Wednesday, October 13, 2010

Grabbing the dumps from the customer's machine

Occasionally I encounter the task of assisting the customer to get the bump of the crashed process. My company develops software for marine navigation systems, and as you can guess there some problems with internet connection in open sea. In fact, most of the vessels have internet access aboard, but it’s very slow due to the high price of satellite connections. In addition, in most vessels you can’t take direct connection to bridge environment due to security and technical restrictions. So, the only communication remains is e-mail ?

To save my time and customers peace of mind I wrote the trivial batch script, which reduce the amount of explanations to minimum:

@echo off

rem The processes of interest
set PROCESSES=(IBSSvc TBService scserver71)

rem List all processes in the system
tlist /v > dumps/processes.txt

rem Grab all dumps and debugger output for the processes of interest
for %%i in %PROCESSES% do cdb -pv -pn "%%i.exe" -logo dumps/%%i.txt -c ".dump /ma dumps/%%i.dmp;q"


All tools you need for script execution you can find in “Debugging Tools for Windows” suite.

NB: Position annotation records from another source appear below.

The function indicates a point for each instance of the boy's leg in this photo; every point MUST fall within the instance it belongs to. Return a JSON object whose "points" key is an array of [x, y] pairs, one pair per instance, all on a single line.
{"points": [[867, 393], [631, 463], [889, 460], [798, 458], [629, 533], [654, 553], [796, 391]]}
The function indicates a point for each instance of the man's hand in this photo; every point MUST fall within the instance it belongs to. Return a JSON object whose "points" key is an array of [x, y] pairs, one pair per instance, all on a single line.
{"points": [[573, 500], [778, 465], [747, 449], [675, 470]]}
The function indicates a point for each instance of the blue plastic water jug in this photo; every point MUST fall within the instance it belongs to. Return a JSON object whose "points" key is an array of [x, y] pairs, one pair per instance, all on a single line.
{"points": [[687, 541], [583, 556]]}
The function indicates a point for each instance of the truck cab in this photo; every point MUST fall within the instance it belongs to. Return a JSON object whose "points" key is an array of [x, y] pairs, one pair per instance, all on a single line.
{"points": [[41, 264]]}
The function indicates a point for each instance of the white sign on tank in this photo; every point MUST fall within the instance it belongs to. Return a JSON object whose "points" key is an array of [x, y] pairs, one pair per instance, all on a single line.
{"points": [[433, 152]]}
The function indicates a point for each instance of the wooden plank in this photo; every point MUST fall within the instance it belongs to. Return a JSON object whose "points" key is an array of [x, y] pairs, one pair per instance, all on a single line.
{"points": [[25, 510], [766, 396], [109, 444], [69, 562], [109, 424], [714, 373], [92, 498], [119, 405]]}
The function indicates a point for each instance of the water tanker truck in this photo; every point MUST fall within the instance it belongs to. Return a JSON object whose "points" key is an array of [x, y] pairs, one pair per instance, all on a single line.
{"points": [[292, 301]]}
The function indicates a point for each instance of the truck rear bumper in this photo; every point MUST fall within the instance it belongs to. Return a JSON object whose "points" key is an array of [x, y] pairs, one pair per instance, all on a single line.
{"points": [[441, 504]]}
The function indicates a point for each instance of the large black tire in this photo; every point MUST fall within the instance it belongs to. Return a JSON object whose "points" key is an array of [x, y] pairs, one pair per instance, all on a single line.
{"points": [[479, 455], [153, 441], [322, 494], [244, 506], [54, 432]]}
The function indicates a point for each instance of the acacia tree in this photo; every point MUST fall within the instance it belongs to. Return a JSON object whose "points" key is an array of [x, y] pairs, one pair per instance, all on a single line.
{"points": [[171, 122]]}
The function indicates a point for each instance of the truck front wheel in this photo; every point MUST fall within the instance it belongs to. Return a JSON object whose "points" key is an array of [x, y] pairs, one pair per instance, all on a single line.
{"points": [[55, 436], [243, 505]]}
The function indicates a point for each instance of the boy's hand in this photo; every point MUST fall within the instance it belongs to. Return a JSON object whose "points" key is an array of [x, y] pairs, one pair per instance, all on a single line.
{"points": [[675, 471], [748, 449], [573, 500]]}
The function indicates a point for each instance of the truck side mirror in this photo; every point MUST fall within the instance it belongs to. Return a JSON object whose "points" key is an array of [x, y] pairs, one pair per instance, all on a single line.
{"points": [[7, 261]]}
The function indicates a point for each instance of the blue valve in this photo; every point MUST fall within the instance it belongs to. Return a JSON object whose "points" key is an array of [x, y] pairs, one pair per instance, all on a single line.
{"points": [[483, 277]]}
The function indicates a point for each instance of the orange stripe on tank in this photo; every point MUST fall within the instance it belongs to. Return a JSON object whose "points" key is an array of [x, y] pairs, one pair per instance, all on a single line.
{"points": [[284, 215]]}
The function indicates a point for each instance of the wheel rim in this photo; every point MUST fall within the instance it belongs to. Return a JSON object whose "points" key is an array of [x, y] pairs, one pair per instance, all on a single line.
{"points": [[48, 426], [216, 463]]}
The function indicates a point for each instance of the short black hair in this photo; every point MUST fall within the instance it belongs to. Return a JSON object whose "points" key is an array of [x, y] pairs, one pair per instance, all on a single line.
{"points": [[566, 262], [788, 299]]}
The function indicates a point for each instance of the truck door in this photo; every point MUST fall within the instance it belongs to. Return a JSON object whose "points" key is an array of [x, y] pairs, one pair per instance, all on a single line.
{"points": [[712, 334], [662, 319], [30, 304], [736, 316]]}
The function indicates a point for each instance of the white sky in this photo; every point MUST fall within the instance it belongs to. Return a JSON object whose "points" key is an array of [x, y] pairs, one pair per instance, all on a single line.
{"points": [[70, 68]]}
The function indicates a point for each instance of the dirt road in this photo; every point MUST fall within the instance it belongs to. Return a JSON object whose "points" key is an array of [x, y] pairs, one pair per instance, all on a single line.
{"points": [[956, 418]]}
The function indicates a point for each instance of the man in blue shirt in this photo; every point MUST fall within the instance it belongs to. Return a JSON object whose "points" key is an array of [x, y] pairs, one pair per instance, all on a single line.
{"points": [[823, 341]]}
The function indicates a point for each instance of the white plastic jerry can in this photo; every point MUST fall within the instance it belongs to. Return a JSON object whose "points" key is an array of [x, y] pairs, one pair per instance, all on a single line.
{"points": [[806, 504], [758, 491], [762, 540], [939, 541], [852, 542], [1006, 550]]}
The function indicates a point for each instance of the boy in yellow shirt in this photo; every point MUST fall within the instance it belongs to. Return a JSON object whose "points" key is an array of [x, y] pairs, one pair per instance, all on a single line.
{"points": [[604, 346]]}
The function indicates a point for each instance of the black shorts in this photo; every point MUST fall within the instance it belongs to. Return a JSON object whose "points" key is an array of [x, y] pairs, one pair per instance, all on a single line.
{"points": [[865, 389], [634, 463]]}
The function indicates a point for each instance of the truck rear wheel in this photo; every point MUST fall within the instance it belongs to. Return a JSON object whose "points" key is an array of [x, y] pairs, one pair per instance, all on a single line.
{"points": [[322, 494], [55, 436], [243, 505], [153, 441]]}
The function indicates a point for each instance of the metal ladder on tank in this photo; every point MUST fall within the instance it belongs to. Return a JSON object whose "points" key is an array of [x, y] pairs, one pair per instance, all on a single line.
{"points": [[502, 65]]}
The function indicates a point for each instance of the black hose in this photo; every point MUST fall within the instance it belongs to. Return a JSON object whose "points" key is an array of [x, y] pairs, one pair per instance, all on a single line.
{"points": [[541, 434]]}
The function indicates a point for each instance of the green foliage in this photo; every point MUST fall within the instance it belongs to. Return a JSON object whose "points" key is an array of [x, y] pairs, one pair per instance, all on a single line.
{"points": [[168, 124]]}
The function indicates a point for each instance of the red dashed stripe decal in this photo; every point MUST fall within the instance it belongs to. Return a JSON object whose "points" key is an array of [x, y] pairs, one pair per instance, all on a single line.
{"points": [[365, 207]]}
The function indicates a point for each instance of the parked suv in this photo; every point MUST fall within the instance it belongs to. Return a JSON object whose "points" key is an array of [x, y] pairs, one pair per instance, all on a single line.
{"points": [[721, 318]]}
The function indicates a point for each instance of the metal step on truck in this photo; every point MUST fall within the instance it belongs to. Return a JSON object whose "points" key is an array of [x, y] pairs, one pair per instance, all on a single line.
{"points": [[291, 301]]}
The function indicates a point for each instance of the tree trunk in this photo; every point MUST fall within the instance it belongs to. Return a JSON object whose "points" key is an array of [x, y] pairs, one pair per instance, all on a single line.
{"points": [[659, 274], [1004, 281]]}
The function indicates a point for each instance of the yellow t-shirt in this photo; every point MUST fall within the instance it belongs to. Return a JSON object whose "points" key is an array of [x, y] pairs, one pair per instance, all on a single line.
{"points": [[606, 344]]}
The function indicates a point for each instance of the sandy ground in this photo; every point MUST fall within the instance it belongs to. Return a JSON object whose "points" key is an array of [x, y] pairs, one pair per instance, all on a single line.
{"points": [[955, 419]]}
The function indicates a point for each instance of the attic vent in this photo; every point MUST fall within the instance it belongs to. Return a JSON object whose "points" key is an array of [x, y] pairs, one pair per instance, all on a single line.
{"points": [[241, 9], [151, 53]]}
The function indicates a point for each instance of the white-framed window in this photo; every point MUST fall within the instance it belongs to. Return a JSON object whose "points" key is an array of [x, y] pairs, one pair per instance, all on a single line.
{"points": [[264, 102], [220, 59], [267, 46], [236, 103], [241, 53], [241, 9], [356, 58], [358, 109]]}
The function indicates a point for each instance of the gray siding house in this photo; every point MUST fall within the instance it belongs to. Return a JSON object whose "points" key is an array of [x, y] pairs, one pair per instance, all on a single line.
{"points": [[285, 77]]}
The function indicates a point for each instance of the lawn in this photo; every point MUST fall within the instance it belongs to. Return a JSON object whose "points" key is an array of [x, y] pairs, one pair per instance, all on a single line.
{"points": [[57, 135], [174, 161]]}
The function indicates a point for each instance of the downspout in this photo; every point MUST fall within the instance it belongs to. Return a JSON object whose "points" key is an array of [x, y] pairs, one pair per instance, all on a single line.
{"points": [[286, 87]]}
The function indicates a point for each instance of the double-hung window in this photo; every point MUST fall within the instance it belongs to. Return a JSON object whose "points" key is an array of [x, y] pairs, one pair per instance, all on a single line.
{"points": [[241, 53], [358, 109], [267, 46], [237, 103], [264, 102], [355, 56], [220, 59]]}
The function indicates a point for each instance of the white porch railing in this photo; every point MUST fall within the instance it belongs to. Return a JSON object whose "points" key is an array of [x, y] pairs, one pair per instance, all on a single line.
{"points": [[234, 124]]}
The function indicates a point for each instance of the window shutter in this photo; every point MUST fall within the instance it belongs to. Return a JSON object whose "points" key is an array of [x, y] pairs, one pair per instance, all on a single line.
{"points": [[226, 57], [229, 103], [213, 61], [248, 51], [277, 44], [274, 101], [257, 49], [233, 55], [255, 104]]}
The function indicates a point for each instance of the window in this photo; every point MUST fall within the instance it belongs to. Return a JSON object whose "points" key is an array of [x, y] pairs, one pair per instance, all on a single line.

Here is the list of modules:

* cdb.exe
* dbgeng.dll
* dbghelp.dll            
* ext.dll
* tlist.exe
* uext.dll

After that, I just pack all those stuff to self-extracting archive and send it to customer. After customer unpacks the archive and executes the script, he sends me content of the “dumps” folder back and I have the opportunity to analyze it.

You can modify the script the way you like and use it where appropriate.

Monday, October 4, 2010

Believe not all that you see

Last week there was very interesting story that can be useful for debugger users. During the application debugging (using WinDbg) we encountered with stable repeated crash. The source of the crash was found easily, but it confused us completely. The problem was in one processor instruction. The instruction add eax,10h was ended up with subtraction of 34h from eax register.

We had checked it several times but the result was absolutely identical. After that, we made several experiments with the following results:

1.    Whatever we put into the place of 10h, the result was subtraction of 34h from eax register.

2.    After we moved this instruction three bytes above or bellow the current adress (just noping the gap where instruction was) the effect disappeared immediately. But when we returned it back in its palce, the effect returned as well.

After some time of puzzling over I looked into the breakpoints list and noticed that there was a breakpoint set at faulting instruction. But instruction wasn’t highlighted in the debugger. When I checked the address of the breakpoint, I found out that the breakpoint was set not inside the first instruction byte (like it should be), but inside the third byte – that is in the place of 10h operand. Of course this “breakpoint” didn’t act like an actual breakpoint, processor just executed add eax,CCh instruction instead. And because of debugger hides all its breakpoints before it’s pass the control to user, we always saw add eax,10h instruction instead of real one.

So, the obvious question is: Why the debugger set this breakpoint?

And the answer is simple. The unresolved breakpoint was set during another debugging session of this process, and since the process binaries and symbols set were changed, the debugger figured out wrong address for the breakpoint (in fact, completely wrong :)). And because of debugger still considered this breakpoint as unresolved, we were encountering with this crash over and over again after restart of the process.